Recently, more lightweight sports goods with higher durability are desired. In particular, for ball game goods that shall undergo great instantaneous shock, such as golf club shafts, baseball bats, tennis and badminton rackets and hockey sticks, it is an important theme to improve the impact resistance of the materials for those goods in order to make them lightweight and have improved durability.
At present, (cured) epoxy resins with excellent mechanical and chemical characteristics including high heat resistance, high hardness, high dimension stability and high chemical resistance are essentially used as the matrix resins for fiber-reinforced composite materials (The term "epoxy resin" is generally used to mean both a prepolymer and a cured product to be obtained by mixing a prepolymer with a curing agent and other additives followed by curing the resulting composition. Unless otherwise specifically indicated, the term "epoxy resin" as referred to herein means a prepolymer.) However, since (cured) epoxy resins are defective in that they are brittle or, that is, their toughness is poor, there often occurs a problem in that fiber-reinforced composite materials comprising them have poor impact resistance.
Various attempts have heretofore been made to toughen (cured) epoxy resins to thereby improve the impact resistance of fiber-reinforced composite materials comprising the resins.
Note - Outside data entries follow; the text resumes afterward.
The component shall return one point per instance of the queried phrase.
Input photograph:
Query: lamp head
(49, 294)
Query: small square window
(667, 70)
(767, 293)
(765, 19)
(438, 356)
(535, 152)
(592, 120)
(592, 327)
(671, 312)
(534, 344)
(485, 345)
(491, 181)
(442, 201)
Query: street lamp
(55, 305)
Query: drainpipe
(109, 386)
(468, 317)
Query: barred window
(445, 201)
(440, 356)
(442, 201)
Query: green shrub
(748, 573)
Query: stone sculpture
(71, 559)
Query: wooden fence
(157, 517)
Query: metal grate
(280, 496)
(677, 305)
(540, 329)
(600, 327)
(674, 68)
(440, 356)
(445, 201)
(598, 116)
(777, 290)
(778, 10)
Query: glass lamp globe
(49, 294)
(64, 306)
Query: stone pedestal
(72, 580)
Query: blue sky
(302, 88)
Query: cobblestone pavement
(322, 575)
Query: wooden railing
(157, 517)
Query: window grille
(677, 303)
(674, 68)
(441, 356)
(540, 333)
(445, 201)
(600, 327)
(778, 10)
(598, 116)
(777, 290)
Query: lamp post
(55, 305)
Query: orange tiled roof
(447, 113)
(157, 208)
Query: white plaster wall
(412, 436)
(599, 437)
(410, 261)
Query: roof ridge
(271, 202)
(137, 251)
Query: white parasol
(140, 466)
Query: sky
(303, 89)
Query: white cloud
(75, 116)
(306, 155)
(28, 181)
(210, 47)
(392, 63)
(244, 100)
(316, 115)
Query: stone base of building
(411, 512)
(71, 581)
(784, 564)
To toughen (cured) epoxy resins, in general, methods of improving epoxy resins themselves and also curing agents and methods of adding modifiers to epoxy resins have been proposed.
One example of the methods of toughening (cured) epoxy resins by improving epoxy resins themselves and curing agents is to add thereto epoxy resins with flexible skeletons or flexibility-imparting curing agents. According to this, however, the degree of elastic modulus and the heat resistance of the resulting (cured) epoxy resins are lowered. Contrary to this, another example is to introduce rigid skeletons into epoxy resins and curing agents to lower the crosslinking degree of the cured resins while controlling the toughness, the elastic modulus and the heat resistance of the cured resins. For instance, in ACS Polym. Preprints, Vol. 29, No. 1 (1988), it is reported that the (cured) epoxy resins as obtained from fluorene type epoxy resins and curing agents can have improved toughness while preventing the lowering of their glass transition temperature. However, the proposed improvement requires extremely expensive epoxy resins and curing agents and shall be applied to only limited use.
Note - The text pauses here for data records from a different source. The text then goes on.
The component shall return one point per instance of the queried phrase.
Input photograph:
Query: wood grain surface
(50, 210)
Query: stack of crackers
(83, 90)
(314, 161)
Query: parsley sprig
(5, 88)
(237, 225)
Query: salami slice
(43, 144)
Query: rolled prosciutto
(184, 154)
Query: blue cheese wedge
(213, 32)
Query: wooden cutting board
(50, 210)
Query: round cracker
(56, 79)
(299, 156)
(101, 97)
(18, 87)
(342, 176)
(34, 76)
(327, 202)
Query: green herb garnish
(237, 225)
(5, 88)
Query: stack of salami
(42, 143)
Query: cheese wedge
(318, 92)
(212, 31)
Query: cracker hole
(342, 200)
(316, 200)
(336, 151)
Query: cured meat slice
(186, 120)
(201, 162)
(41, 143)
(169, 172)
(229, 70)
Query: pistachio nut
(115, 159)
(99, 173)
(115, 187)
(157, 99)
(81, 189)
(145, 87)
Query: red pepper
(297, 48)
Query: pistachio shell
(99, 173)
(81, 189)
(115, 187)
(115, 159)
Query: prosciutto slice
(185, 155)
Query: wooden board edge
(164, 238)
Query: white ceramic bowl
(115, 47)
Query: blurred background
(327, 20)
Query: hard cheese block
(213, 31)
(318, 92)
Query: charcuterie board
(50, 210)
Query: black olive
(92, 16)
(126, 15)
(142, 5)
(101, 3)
One example of the methods of adding modifiers to epoxy resins is to add rubber components or thermoplastic resins to epoxy resin compositions to obtain cured resins with high toughness. (The term "rubber" as used herein includes all elastomers except thermoplastic elastomers.)
For example, Japanese Patent Publication Nos. 61-29613 and 62-34251 have proposed the addition of rubber components, in which carboxyl-terminated butadiene-acrylonitrile copolymer rubbers (CTBN) or nitrile rubbers are added to epoxy resins to modify the resins. Some of the proposed techniques have already been put to practical use. In the proposed methods, however, the rubber components added are once dissolved in epoxy resins and thereafter subjected to phase-separation during curing the resins. Therefore, the method are problematic in that it could not always produce the intended modifying results due to the possible change in the morphology of the cured products that depends on the types of the epoxy resins used and the curing conditions employed and that the rubber component added partly dissolves in the cured epoxy resin phase thereby often lowering the elastic modulus and the glass transition temperature of the (cured) epoxy resins.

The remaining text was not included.